In den USA hat man sich bereits sehr ernsthaft in Untersuchungen aller Art mit diesen Problemen einer Umstellung befaßt. Auch bei uns gibt es wie in anderen Staaten sowohl im öffentlichen wie im privaten Sektor viele Bedürfnisse, die sich mit einiger Phantasie und Entschlossenheit in eine Nachfrage im volkswirtschaftlichen Sinne verwandeln lassen, sobald wir einmal der Produktion von Vernichtungswaffen endgültig den Rücken kehren können. Man braucht in diesem Zusammenhang ja nur an die unbefriedigten Bedürfnisse in den Bereichen der Erziehung, der Nutzung von Bodenschätzen, der Modernisierung unserer Städte oder des Verkehrs-und Wohlfahrtswesens zu denken, um zu erkennen, wie ungeheuer groß unser rein wirtschaftlich bedingtes Interesse an einer Abrüstung sein muß. Und dann gibt es ja über diese ungedeckten Bedürfnisse innerhalb der USA hinaus noch den nahezu unbegrenzten Bedarf in den unterentwickelten Ländern der ganzen Welt.

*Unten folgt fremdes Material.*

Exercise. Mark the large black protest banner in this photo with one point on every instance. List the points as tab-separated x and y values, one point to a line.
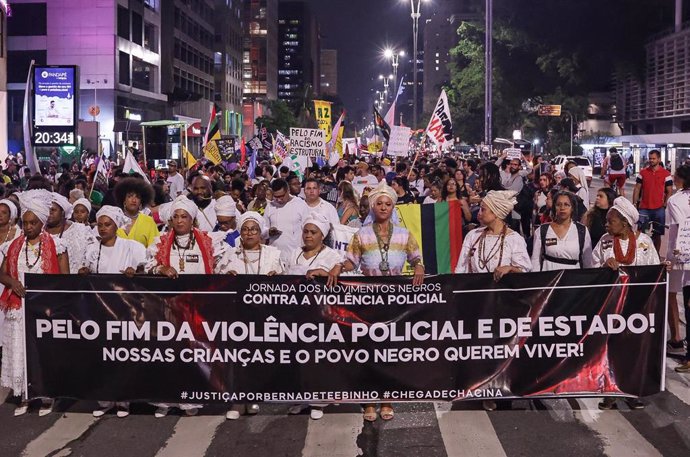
248	338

Früher haben die USA stets einen erfolgreichen Wechsel von Mobilmachung zu Demobilisierung schneller und umfassender vorgenommen als irgendein anderes Land von vergleichbarer Größenordnung. Seit dem Rush-Bagehot-Abkommen, das seinerzeit die Entmilitarisiern, g der amerikanisch-kanadischen Grenze initiierte, bis hin zu der Demobilisierung und Abrüstung nach den beiden Weltkriegen, schneiden die USA bei der tatsächlichen Durchführung der Abrüstung im Vergleich zu anderen Ländern jedenfalls sehr günstig ab. Gewiß dürften die Probleme unter den gegenwärtigen Umständen sehr viel komplizierter liegen. Dennoch gibt es keinen Grund für die sowjetischen Behauptungen, daß die Vereinigten Staaten von Amerika aus Sorge vor möglichen wirtschaftlichen Folgen gar keine echte Abrüstung anstrebten. Wenn man sich von der anti-kapitalistischen Propaganda in dieser Beziehung nicht irremachen läßt, dann erkennt man, daß aufs ganze gesehen beide Seiten, d. h. sowohl die USA wie die UdSSR an den wirtschaftlichen Vorteilen einer Abrüstung ein gemeinsames Interesse haben. Wir können nur hoffen, daß die sowjetischen Führer diesen Punkt ebenso klar sehen wie unsere eigene Regierung das tut.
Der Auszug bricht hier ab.